Being a parent can be painful, intensely so, as anyone with children can tell you. Apparently there are millions of people in this country so anxious to avoid that pain that they are willing to inflict greater pain on their utterly helpless children. There are so-called physicians unwilling the suffer through the pain of building a respectable career and take the short cut of working abortion clinics for money–passing on the suffering to the unborn children they execute.
And they do suffer.
Research has long since proved that children as young as twenty weeks or fewer are fully capable of experiencing pain. The human body produces certain hormones when in distress and these hormones have been found present in very high levels in unborn children undergoing a painful or traumatic incident such as types of fetal surgery.
To make matters worse, the unborn have no way of contexualizing pain or discomfort which leads some experts to speculate that pain is probably experienced more intensely.
We know from the testimony reformed abortion workers that sonograms often show unborn children trying to escape the tools of their destruction or writhing in pain as they are dismembered.

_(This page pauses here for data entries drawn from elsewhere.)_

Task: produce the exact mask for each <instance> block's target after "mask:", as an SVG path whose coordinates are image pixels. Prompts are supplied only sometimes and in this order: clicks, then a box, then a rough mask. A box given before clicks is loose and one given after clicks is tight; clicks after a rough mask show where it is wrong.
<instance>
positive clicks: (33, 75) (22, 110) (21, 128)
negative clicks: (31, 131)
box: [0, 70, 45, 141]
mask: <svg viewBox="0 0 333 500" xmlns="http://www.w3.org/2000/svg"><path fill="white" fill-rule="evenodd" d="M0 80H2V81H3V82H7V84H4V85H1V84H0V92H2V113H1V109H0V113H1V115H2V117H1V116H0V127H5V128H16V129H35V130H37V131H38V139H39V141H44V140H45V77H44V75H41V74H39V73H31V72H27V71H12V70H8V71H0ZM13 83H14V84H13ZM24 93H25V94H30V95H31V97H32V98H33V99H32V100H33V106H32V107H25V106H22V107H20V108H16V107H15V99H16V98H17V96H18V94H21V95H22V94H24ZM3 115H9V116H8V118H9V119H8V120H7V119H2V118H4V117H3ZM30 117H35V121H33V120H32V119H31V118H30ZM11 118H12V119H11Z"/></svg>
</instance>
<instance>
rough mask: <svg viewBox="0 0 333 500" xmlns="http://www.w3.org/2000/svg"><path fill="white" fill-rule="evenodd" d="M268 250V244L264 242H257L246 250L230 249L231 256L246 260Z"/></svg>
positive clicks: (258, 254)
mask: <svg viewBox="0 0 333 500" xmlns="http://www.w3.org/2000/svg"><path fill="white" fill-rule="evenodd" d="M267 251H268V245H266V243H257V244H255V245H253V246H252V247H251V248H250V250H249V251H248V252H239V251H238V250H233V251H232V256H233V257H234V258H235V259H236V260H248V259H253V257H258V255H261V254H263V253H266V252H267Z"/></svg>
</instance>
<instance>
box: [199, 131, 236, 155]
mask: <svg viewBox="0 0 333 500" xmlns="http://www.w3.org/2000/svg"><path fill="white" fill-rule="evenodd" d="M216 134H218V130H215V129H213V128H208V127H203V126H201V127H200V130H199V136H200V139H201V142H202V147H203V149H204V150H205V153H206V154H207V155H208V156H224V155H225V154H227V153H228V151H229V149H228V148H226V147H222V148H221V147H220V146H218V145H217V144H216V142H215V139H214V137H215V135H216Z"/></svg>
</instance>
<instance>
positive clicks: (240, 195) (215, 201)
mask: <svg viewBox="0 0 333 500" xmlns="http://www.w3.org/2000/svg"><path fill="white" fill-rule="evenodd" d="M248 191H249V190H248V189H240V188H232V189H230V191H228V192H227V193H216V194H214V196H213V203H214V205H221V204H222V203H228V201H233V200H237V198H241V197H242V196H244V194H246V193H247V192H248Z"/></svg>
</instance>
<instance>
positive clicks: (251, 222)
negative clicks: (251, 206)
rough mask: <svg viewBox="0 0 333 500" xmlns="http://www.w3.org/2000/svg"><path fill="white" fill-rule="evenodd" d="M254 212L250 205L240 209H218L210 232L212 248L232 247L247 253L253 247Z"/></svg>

The fact of fetal pain isn’t disputed by anyone entering the debate as an honest participant without an axe to grind, so why is the Pain Capable Unborn Child Protection Act (HR1797), currently under debate in the US House of Representatives, so controversial–even to the extent of being presented by opponents and the media as obviously ridiculous?
Why is opposition to the bill centered around name-calling aimed at its main sponsors and distortions of the intent and extent of the measure?
The reason goes back to pleasure seeking and pain avoidance yet again. The proponents of legal abortion, rather than opposing the measure on its merits and attacking whatever weaknesses they can find, are determined to shift focus away from the substance of the bill by presenting both it and its supporters as radicals and extremists. They see the danger in allowing people to know about the pain suffered by the children killed in abortions. In a society the primary concerns of which are pleasure and pain the best and quickest way to humanize a victim class is to show that its members also experience these things intensely. This knowledge could lead to guilt or shame in a large swath of society being forced to acknowledge complicity or tacit acceptance in causing real pain to fellow feeling creatures. Guilt and shame are painful, pain is too be avoided–the rest would be history.
The other side can’t afford to allow people to feel ashamed of legal abortion in the culture. They can’t allow the unborn to be seen as human. They can’t afford protection for pain-capable unborn children because it would expose the necessity of protecting all children and then where would the cynical operators who have made careers and fortunes at the expense of the weakest among us be? Where would they find their pleasures and how could they afford them?